Crandall and Utah sage grouse BLM lead Quincy Bahr urged attendance at those meetings, where BLM staffers can guide the public on the complexities of the plan.
"We will help break it down because it is a huge document," Bahr said. "These meetings will help them consume it, digest it and comment on it."
In the draft environmental assessment, the agency considered a wide range of alternatives, ultimately settling on one that rejects what the state had proposed and landing on one that is more restrictive.
"There will be parties that will not be thrilled," Bahr conceded, but added with emphasis, "It is only a draft."
The plan addresses what the BLM proposes to do to help protect the bird — conservation measures that will be taken into account by the U.S. Fish and Wildlife Service, which ultimately will make the decision in late 2015 whether to add the species to protections afforded under the Endangered Species Act.

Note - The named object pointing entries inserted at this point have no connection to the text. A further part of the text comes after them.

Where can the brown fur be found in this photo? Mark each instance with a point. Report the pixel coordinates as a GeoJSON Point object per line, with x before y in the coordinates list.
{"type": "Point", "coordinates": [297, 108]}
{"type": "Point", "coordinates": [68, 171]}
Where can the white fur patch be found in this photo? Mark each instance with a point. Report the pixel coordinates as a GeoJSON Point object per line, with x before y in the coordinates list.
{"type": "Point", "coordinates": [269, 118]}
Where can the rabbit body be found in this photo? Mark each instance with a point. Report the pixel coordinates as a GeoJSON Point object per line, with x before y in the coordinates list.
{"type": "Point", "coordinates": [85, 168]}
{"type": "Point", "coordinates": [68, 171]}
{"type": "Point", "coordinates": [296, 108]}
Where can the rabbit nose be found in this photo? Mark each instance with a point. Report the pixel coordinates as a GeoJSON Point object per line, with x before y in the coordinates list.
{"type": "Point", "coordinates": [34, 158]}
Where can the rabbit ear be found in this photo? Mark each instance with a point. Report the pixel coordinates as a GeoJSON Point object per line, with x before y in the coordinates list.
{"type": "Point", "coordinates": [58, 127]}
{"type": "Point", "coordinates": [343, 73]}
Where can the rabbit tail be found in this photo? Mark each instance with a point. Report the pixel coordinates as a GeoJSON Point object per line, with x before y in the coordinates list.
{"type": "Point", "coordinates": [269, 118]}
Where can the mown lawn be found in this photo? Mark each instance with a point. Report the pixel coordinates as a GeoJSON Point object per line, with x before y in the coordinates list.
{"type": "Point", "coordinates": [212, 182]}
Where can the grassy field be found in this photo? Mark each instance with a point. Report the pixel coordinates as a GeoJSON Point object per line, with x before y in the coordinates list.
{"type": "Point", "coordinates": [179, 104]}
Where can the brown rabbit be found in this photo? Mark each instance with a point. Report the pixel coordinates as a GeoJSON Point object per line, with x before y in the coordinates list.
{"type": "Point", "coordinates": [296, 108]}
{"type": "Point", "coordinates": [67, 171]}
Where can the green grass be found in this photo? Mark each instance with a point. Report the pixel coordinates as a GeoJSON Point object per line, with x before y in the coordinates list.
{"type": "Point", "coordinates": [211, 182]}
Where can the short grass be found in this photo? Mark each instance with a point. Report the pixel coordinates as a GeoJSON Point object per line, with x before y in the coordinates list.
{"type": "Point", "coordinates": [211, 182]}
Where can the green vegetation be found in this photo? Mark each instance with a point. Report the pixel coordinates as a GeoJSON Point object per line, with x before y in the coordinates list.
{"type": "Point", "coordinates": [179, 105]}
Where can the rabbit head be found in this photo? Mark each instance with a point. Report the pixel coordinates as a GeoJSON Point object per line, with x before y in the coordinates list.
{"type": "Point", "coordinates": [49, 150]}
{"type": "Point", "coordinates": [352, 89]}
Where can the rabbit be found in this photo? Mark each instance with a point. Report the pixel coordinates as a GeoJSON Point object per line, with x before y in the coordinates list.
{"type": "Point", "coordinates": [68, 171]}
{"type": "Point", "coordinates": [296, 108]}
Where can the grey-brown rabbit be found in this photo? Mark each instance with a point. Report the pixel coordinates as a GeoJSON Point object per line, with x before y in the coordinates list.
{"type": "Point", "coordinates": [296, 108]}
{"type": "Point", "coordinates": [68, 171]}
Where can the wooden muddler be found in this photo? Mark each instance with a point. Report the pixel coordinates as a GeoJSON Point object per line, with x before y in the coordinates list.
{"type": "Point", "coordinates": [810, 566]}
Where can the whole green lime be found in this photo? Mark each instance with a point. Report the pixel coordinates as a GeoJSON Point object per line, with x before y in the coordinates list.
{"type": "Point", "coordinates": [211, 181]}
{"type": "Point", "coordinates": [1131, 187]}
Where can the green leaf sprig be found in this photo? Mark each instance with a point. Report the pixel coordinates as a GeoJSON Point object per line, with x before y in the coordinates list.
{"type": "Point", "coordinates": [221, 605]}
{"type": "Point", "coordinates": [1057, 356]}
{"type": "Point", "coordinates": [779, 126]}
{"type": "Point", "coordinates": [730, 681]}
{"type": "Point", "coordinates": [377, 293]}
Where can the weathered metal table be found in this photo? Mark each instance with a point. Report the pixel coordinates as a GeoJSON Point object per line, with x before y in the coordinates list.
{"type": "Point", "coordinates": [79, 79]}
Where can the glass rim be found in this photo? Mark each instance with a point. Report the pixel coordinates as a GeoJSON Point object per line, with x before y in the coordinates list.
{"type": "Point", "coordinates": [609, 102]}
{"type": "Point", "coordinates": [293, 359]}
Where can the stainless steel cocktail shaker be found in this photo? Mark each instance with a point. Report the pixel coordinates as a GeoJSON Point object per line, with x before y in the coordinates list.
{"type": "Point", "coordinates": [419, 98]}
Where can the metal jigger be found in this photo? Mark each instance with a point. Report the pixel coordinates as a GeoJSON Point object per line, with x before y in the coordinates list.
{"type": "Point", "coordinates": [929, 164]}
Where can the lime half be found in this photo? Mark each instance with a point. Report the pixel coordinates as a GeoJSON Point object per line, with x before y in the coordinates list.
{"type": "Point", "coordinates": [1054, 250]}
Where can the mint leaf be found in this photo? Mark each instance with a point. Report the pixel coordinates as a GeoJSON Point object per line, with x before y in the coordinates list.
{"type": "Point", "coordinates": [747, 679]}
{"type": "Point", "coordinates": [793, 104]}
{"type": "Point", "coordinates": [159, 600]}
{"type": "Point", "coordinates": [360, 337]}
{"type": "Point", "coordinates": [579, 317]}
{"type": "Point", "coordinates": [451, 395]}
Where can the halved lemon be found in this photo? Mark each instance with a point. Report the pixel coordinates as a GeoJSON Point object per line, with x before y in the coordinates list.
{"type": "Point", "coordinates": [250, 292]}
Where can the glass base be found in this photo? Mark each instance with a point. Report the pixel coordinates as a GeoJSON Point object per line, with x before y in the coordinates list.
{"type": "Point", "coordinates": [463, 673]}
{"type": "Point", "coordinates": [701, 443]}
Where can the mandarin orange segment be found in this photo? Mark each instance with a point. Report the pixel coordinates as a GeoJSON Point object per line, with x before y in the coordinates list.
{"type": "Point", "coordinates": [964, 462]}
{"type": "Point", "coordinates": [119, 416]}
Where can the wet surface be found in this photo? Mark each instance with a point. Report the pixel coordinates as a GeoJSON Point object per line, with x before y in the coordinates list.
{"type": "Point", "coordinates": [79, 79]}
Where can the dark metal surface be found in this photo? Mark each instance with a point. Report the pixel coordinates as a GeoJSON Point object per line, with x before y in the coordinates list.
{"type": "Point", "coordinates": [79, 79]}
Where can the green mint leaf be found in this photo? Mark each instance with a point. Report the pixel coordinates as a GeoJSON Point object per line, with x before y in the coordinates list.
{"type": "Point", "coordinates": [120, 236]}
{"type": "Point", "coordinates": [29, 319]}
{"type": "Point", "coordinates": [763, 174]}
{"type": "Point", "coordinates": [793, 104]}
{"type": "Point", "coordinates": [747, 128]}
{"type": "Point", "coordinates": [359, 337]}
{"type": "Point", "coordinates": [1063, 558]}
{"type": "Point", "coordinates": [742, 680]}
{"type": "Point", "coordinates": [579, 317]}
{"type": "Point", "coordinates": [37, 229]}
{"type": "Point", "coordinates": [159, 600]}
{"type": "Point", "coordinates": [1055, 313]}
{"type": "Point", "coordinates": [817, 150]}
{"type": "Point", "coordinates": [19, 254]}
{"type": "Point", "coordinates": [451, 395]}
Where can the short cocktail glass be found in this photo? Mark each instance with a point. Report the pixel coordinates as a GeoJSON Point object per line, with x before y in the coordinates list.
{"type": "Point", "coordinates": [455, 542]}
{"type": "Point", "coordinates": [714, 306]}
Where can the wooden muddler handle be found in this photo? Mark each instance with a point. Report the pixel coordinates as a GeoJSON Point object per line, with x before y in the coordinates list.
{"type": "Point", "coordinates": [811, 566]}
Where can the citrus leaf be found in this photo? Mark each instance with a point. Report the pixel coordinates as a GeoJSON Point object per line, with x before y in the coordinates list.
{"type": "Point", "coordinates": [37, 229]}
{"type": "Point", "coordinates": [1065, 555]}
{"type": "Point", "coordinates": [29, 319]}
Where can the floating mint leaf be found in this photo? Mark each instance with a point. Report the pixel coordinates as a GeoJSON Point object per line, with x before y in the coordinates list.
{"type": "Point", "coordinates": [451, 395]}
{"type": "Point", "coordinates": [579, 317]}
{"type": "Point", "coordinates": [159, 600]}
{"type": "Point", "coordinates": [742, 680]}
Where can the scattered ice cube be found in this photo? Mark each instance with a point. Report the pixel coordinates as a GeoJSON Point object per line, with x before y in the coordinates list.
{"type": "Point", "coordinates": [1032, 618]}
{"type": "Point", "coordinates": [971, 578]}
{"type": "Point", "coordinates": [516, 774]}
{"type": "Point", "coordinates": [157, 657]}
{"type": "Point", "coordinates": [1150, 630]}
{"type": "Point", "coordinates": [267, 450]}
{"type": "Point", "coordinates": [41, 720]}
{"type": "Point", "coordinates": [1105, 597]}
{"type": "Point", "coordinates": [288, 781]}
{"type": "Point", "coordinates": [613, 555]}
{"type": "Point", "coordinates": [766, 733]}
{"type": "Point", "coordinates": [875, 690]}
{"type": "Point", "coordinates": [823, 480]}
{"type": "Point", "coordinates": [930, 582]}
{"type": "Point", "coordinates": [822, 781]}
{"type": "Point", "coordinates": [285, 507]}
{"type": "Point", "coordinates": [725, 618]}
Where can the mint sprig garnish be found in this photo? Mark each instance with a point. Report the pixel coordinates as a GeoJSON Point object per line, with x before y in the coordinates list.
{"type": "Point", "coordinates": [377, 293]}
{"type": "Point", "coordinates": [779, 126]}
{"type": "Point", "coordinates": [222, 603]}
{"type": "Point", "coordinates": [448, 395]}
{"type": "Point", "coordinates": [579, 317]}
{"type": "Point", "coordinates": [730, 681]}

In March 2010, the Fish and Wildlife Service set off a flurry of action in 15 Western states when it announced the bird warranted a listing, but it was precluded from doing so because of higher priorities.
Utah began drafting its own plan after cobbling together a statewide working group made up of land-use managers, wildlife biologists, elected officials and various other interested parties.